La parole aux acteurs

L’après-midi a débuté par des tables rondes qui ont offert aux participants l’occasion d’échanger entre acteurs du système éducatif sur les relations qu’entretiennent les directeurs belges francophones avec d’autres acteurs intermédiaires impliqués dans les modalités de pilotage – pouvoirs organisateurs, formateurs, conseillers au soutien et à l’accompagnement, délégués au contrat d’objectifs – ainsi qu’avec le monde de la recherche en éducation. Ces moments d’échange ont permis d’apporter des éclairages et des pistes de réflexion autour de plusieurs questions centrales :

  • Le délégués au contrat d’objectifs : évaluateur, contrôleur ou accompagnateur ?
  • Les membres des pouvoirs organisateurs : signataires officiels des contrats d’objectifs et/ou réels acteurs dans le cadre de leur mise en œuvre ?
  • La formation des directeurs contribue-t-elle à la mise en place de conditions nécessaires à la mise en œuvre des contrats d’objectifs (gestion de conflits, mobilisation des enseignants, résistances au changement, pilotage par les résultats, etc.) ?
  • Viser l’efficacité et l’équité au sein des établissements scolaires : faut-il choisir entre la liberté pédagogique et les connaissances issues de la recherche ?
  • Quelle complémentarité entre les directeurs et les conseillers au soutien et à l’accompagnement dans la mise en œuvre des contrats d’objectifs ?

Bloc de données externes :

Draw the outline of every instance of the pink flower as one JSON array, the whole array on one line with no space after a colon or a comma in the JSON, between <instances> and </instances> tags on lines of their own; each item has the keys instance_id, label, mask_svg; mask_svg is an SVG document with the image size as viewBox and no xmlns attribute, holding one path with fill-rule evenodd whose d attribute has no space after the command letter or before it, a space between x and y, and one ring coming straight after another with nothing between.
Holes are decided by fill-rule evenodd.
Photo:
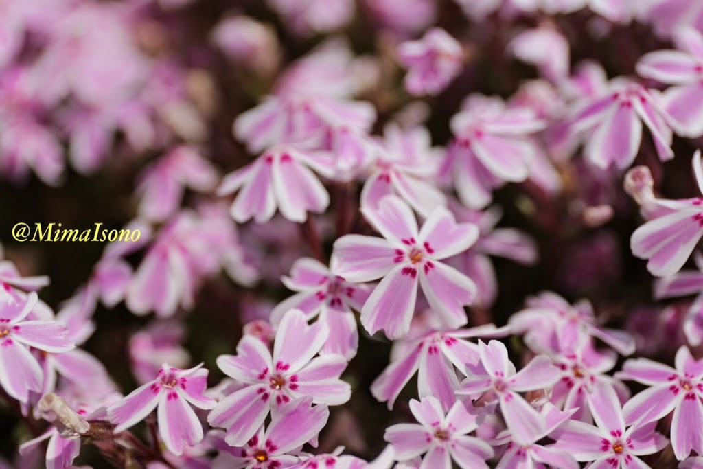
<instances>
[{"instance_id":1,"label":"pink flower","mask_svg":"<svg viewBox=\"0 0 703 469\"><path fill-rule=\"evenodd\" d=\"M174 319L156 320L129 338L132 374L140 385L150 383L164 362L185 367L190 354L181 344L186 335L183 324Z\"/></svg>"},{"instance_id":2,"label":"pink flower","mask_svg":"<svg viewBox=\"0 0 703 469\"><path fill-rule=\"evenodd\" d=\"M478 229L458 224L446 209L432 211L418 232L410 207L395 195L381 200L378 210L361 209L385 239L347 235L337 239L332 270L348 281L381 278L361 309L361 323L373 334L383 330L389 338L405 335L415 311L418 285L434 311L449 328L467 323L464 305L476 295L470 278L439 259L468 248Z\"/></svg>"},{"instance_id":3,"label":"pink flower","mask_svg":"<svg viewBox=\"0 0 703 469\"><path fill-rule=\"evenodd\" d=\"M482 208L491 191L530 175L538 147L531 134L546 122L524 108L509 109L497 98L471 95L450 122L455 141L447 150L443 172L453 174L459 198Z\"/></svg>"},{"instance_id":4,"label":"pink flower","mask_svg":"<svg viewBox=\"0 0 703 469\"><path fill-rule=\"evenodd\" d=\"M317 438L330 416L326 405L311 406L312 403L311 397L299 397L281 406L268 427L261 425L246 443L236 448L221 446L213 468L278 469L295 465L299 459L292 454Z\"/></svg>"},{"instance_id":5,"label":"pink flower","mask_svg":"<svg viewBox=\"0 0 703 469\"><path fill-rule=\"evenodd\" d=\"M207 192L217 180L215 168L195 148L176 146L140 175L135 190L141 199L139 216L163 221L178 210L186 188Z\"/></svg>"},{"instance_id":6,"label":"pink flower","mask_svg":"<svg viewBox=\"0 0 703 469\"><path fill-rule=\"evenodd\" d=\"M273 308L271 322L278 323L292 309L300 309L308 319L319 315L318 321L329 330L320 354L337 354L351 360L356 354L359 342L356 318L352 310L361 311L370 288L363 283L349 283L309 257L295 261L290 276L281 280L289 289L299 293Z\"/></svg>"},{"instance_id":7,"label":"pink flower","mask_svg":"<svg viewBox=\"0 0 703 469\"><path fill-rule=\"evenodd\" d=\"M396 195L423 217L429 217L446 198L437 188L439 160L424 127L403 131L396 125L385 128L385 141L361 189L361 207L376 210L380 200Z\"/></svg>"},{"instance_id":8,"label":"pink flower","mask_svg":"<svg viewBox=\"0 0 703 469\"><path fill-rule=\"evenodd\" d=\"M537 435L533 442L527 444L521 444L513 441L508 431L499 433L496 435L495 441L491 442L491 444L497 446L508 443L508 448L496 467L501 469L523 467L544 468L548 465L548 467L559 469L579 469L580 466L568 451L537 444L538 440L552 434L560 426L567 422L575 410L562 412L554 406L546 404L541 413L547 423L546 430L543 434Z\"/></svg>"},{"instance_id":9,"label":"pink flower","mask_svg":"<svg viewBox=\"0 0 703 469\"><path fill-rule=\"evenodd\" d=\"M696 347L703 343L703 256L697 252L694 260L697 271L681 271L671 276L657 279L654 297L659 300L697 295L688 307L683 323L686 340Z\"/></svg>"},{"instance_id":10,"label":"pink flower","mask_svg":"<svg viewBox=\"0 0 703 469\"><path fill-rule=\"evenodd\" d=\"M610 82L605 94L578 106L572 121L572 131L587 132L586 160L602 169L612 165L626 169L639 151L643 122L652 134L659 159L673 158L669 117L657 93L617 79Z\"/></svg>"},{"instance_id":11,"label":"pink flower","mask_svg":"<svg viewBox=\"0 0 703 469\"><path fill-rule=\"evenodd\" d=\"M574 420L593 422L586 399L596 386L612 387L622 402L630 397L630 390L621 381L605 374L617 362L617 354L612 350L599 352L586 344L573 353L555 354L552 360L562 375L552 389L550 401L560 409L574 409Z\"/></svg>"},{"instance_id":12,"label":"pink flower","mask_svg":"<svg viewBox=\"0 0 703 469\"><path fill-rule=\"evenodd\" d=\"M676 369L648 359L628 360L617 376L651 386L623 407L625 423L656 422L673 411L671 446L679 461L691 450L703 453L703 360L686 347L676 352Z\"/></svg>"},{"instance_id":13,"label":"pink flower","mask_svg":"<svg viewBox=\"0 0 703 469\"><path fill-rule=\"evenodd\" d=\"M227 430L228 444L243 445L264 423L269 411L301 397L316 404L339 405L349 399L350 386L340 379L347 368L340 355L313 358L327 341L327 326L308 326L302 311L292 309L281 319L273 353L261 340L245 335L237 355L221 355L217 366L245 386L221 399L207 418ZM274 412L275 413L275 412Z\"/></svg>"},{"instance_id":14,"label":"pink flower","mask_svg":"<svg viewBox=\"0 0 703 469\"><path fill-rule=\"evenodd\" d=\"M693 155L693 174L703 193L703 162L699 150ZM630 238L632 253L647 259L647 269L653 275L673 275L685 264L703 236L703 198L679 200L658 199L662 210L638 228Z\"/></svg>"},{"instance_id":15,"label":"pink flower","mask_svg":"<svg viewBox=\"0 0 703 469\"><path fill-rule=\"evenodd\" d=\"M537 260L537 246L531 238L513 228L496 228L502 215L497 206L480 212L450 199L449 208L459 221L479 227L479 238L469 250L448 261L465 274L477 287L476 304L489 307L498 296L498 278L489 256L498 256L531 265Z\"/></svg>"},{"instance_id":16,"label":"pink flower","mask_svg":"<svg viewBox=\"0 0 703 469\"><path fill-rule=\"evenodd\" d=\"M487 443L468 433L478 427L470 404L456 401L445 415L436 397L411 399L410 409L420 423L399 423L386 429L384 438L393 445L395 458L407 461L426 453L423 468L451 469L451 461L462 468L487 468L494 452Z\"/></svg>"},{"instance_id":17,"label":"pink flower","mask_svg":"<svg viewBox=\"0 0 703 469\"><path fill-rule=\"evenodd\" d=\"M676 133L688 137L703 134L703 34L685 27L674 34L678 51L655 51L637 64L643 77L673 85L662 96L673 119Z\"/></svg>"},{"instance_id":18,"label":"pink flower","mask_svg":"<svg viewBox=\"0 0 703 469\"><path fill-rule=\"evenodd\" d=\"M181 370L165 363L156 379L138 387L120 402L108 408L110 420L119 433L138 423L157 406L159 435L166 448L176 455L183 444L193 446L202 439L202 425L191 405L212 409L215 401L203 393L207 387L207 370L200 364Z\"/></svg>"},{"instance_id":19,"label":"pink flower","mask_svg":"<svg viewBox=\"0 0 703 469\"><path fill-rule=\"evenodd\" d=\"M27 403L32 391L39 392L44 373L29 347L50 353L67 352L75 345L66 327L56 321L26 321L38 299L0 297L0 385L10 396Z\"/></svg>"},{"instance_id":20,"label":"pink flower","mask_svg":"<svg viewBox=\"0 0 703 469\"><path fill-rule=\"evenodd\" d=\"M459 387L456 370L464 376L483 373L478 346L467 339L508 333L505 328L493 324L456 330L427 329L419 338L396 340L390 364L371 384L371 394L380 402L387 401L389 409L417 373L420 397L433 396L445 411L449 411Z\"/></svg>"},{"instance_id":21,"label":"pink flower","mask_svg":"<svg viewBox=\"0 0 703 469\"><path fill-rule=\"evenodd\" d=\"M630 469L649 468L638 456L659 452L668 444L654 431L654 423L638 423L626 429L636 419L623 418L624 411L612 387L597 386L588 402L598 426L567 422L553 434L557 441L552 448L567 451L579 461L593 461L591 467Z\"/></svg>"},{"instance_id":22,"label":"pink flower","mask_svg":"<svg viewBox=\"0 0 703 469\"><path fill-rule=\"evenodd\" d=\"M546 421L517 393L552 386L559 379L559 368L552 366L546 356L538 355L515 373L515 365L508 359L508 349L498 340L491 340L488 345L479 340L479 354L484 373L462 381L456 394L477 399L488 393L484 399L498 399L515 441L520 444L536 441L546 431Z\"/></svg>"},{"instance_id":23,"label":"pink flower","mask_svg":"<svg viewBox=\"0 0 703 469\"><path fill-rule=\"evenodd\" d=\"M252 217L257 223L268 221L276 207L286 219L302 223L308 212L322 213L330 204L329 194L309 164L303 153L290 146L276 147L226 176L218 193L239 191L231 209L238 223Z\"/></svg>"},{"instance_id":24,"label":"pink flower","mask_svg":"<svg viewBox=\"0 0 703 469\"><path fill-rule=\"evenodd\" d=\"M635 340L628 333L598 323L587 300L572 306L556 293L543 292L527 302L527 308L511 316L508 323L515 333L525 334L525 342L533 350L573 352L595 338L623 355L635 351Z\"/></svg>"},{"instance_id":25,"label":"pink flower","mask_svg":"<svg viewBox=\"0 0 703 469\"><path fill-rule=\"evenodd\" d=\"M398 46L398 58L408 69L405 87L411 94L437 94L459 74L463 61L461 44L440 27L418 41Z\"/></svg>"}]
</instances>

Formation en gestion d’établissement

En clôture de journée, cinq enseignants-chercheurs des institutions universitaires belges francophones – Ariane Baye (ULiège), Sandrine Biémar (UNAMUR), Xavier Dumay (UCLouvain), Marie Görransson (ULB) et Marc Demeuse (UMONS) – ont proposé une présentation intitulée « Penser une formation diplômante en gestion d’établissement : un levier solide pour le renforcement des compétences et la valorisation de la fonction de direction ». Dans cette intervention à plusieurs voix, ils ont présenté le projet de Master de spécialisation en gestion d’établissement.

Partant du postulat que les directeurs sont des acteurs clés dans la mise en place de la réforme du Pacte pour un Enseignement d’excellence et que ceux-ci font face à une complexification et à un élargissement de leurs tâches et de leurs responsabilités, ce master interuniversitaire ambitionne de leur offrir une reconnaissance académique​ en articulant ce cursus à la formation initiale en vigueur. Les questions soulevées par les participants ont mis en lumière l’intérêt pour cette formation, envisagée comme un levier pour valoriser la fonction de direction et doter ces acteurs de compétences diverses afin de relever les nombreux défis induits par les nouvelles modalités de pilotage.

Cette journée d’étude a ainsi permis de poser un regard critique et constructif sur une décennie de transformations du système éducatif en Belgique francophone, tout en enrichissant la réflexion grâce aux perspectives internationales, ouvrant ainsi des pistes prometteuses pour l’avenir du Pacte pour un Enseignement d’excellence.